Apache Cassandra Architecture, How Cassandra Works ?

Cassandra Architecture is purely basic on one point that Hardware and Software Failures can happened and do happen and hence some mechanism should be implemented to deal with these scenarios without affecting the output.

How Cassandra Works ?

Cassandra is designed to handle big data workloads across multiple nodes with no single point of failure. All the nodes in the cluster are treated as same and no master slave structure. Data is being replicated among these nodes and two or more replica are made as per configuration to ensure data availability if any node goes down.

Nodes in Cassandra cluster manages a peer-to-peer distributed system to address any failure, these nodes kept on exchanging information every second to ensure availability.

Data can be written and read from any of the node in the cluster, A sequentially written commit log is maintained on every node to captures write activity and ensure data durability. Data is then indexed and written to an in-memory structure, called a memtable, which resembles a write-back cache. Once the memory structure is full, the data is written to disk in an SSTable data file. All writes are automatically partitioned and replicated throughout the cluster. Using a process called compaction Cassandra periodically consolidates SSTables, discarding obsolete data and tombstones(an indicator that data was deleted).

Read and Write in Cassandra ?

All the nodes in the cluster are treated as same, user can connect to any node in the cluster and that node works as a coordinator in between the cluster and client application. Coordinator node determines the request from the client and ensure which node in the cluster should fulfill the request based on how the cluster is configured initially.

Cassandra also provides a shell script base interaction, user can connect to any node to perform operations through shell script. CQL so called Cassandra Query Language is used to create, update and delete key-spaces, column families and rows in the cluster. For simplicity CQL has a Sql like syntax,

Cassandra Components

Cassandra cluster has a number of components those together makes a reliable and consistent cluster to handle heavy data operations.

1) Node

A node is a basic component of Cassandra Architecture, this is the place where data is stored and queried upon.

2) Data Center

A data center is a collection of data nodes, data center can be a physical data center or virtual data center. Data is written on multiple data centers based on replication factor defined at the time of keyspace creation.

3) Cluster

A cluster contains one or more data centers. It can span physical locations.

4) Commit Log

Each node in the cluster maintains a commit log, data is first written to these logs for durability and later flushed to SSTables, it can be archived, deleted, or recycled.

5) Table

These are the tables we queried upon, so called columns families as well.

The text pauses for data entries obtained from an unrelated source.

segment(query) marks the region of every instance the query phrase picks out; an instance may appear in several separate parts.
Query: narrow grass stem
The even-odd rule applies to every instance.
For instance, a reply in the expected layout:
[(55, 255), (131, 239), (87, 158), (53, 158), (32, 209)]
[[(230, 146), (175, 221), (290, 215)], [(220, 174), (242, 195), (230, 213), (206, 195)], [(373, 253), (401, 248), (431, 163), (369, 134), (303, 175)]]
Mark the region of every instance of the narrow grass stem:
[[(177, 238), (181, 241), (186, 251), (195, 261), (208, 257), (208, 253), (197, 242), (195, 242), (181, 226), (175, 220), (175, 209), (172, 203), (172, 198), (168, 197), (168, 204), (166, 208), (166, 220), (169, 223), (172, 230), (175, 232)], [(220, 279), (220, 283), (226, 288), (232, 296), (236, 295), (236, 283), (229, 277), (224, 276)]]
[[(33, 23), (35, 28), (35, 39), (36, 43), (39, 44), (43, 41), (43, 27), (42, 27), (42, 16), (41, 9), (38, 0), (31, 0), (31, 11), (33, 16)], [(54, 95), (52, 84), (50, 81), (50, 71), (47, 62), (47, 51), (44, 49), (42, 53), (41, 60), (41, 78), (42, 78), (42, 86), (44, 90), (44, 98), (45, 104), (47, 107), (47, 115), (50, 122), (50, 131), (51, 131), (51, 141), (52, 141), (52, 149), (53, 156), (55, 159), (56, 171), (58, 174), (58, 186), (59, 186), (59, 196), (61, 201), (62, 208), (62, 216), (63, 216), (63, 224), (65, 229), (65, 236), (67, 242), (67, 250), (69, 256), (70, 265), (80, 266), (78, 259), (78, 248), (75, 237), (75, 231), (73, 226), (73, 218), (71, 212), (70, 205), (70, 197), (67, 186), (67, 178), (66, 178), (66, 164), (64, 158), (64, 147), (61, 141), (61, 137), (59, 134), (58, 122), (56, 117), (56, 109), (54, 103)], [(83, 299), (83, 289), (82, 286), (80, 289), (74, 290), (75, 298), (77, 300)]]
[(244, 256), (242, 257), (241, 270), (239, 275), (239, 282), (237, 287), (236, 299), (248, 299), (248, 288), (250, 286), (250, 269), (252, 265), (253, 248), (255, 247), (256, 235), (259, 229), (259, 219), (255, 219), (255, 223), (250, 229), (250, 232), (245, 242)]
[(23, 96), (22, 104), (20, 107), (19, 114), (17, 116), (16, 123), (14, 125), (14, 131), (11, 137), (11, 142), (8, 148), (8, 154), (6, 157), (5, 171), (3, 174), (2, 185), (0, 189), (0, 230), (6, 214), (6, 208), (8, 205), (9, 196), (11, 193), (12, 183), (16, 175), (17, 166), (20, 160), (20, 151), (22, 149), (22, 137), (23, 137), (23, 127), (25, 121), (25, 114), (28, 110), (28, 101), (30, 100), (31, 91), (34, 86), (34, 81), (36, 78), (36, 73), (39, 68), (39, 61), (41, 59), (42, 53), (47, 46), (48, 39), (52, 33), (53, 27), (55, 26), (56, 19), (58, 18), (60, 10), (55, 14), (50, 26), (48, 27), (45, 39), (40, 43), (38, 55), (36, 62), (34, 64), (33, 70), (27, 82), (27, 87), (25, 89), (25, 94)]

Every table has a primary key and can have cluster key as well.

6) SSTable

A sorted string table (SSTable) is an immutable data file to which Cassandra writes memtables periodically. SSTables are append only and stored on disk sequentially and maintained for each Cassandra table.

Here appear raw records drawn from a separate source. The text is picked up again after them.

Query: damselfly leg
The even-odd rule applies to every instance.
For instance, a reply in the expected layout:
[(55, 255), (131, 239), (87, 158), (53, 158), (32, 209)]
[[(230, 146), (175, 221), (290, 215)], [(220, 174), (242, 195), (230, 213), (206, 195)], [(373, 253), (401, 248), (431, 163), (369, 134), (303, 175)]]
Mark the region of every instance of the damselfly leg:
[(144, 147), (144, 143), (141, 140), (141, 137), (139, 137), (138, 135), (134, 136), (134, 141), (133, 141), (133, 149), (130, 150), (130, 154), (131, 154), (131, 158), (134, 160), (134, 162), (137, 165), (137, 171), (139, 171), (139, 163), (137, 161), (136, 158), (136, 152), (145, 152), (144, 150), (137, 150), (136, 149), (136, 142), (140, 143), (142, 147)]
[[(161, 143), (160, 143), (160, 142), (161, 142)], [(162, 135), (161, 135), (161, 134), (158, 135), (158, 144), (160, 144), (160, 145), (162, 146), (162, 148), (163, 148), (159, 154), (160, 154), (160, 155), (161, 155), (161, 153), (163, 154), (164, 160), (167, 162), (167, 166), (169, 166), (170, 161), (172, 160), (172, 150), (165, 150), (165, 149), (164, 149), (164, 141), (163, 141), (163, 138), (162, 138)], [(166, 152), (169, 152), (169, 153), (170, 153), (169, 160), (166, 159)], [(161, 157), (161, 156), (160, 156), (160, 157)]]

Cassandra configuration factors

There are a number of basic operations as well those kept on running to ensure all the functioning:

1) Gossip

Its a peer-to-peer communication protocol that helps the nodes to exchange states and information and keeps them updated about the data location. One local copy of the information is also kept on each node to be used immediately when a node starts.

2) Partitioner

A Partitioner is a hash function for computing the token of a partition key. A partitioner determines how to distribute the data across the nodes in the cluster and which node to place the first copy of data on.

3) Replication factor

A replication factor is a number that determines how many number of copies of a data has to replicates across the cluster. If replication factor is 1, that means only a single copy of the data will be there across the cluster. One must define replication factor as at least 2 and no more than the number of nodes. All the replicas across cluster and equally important and there is no primary or secondary replica.

4) Replication strategies

Replication factor and Replication strategy are two attributes to be passed at the time of keyspace creation. Factor determines the number of replicas of same data across the cluster. There are two replication strategies as well:

a) Simple strategy : This should be used when the cluster is made of single data center.

b) Network Strategy: This is recommended strategy when you plan to have a multiple data center cluster.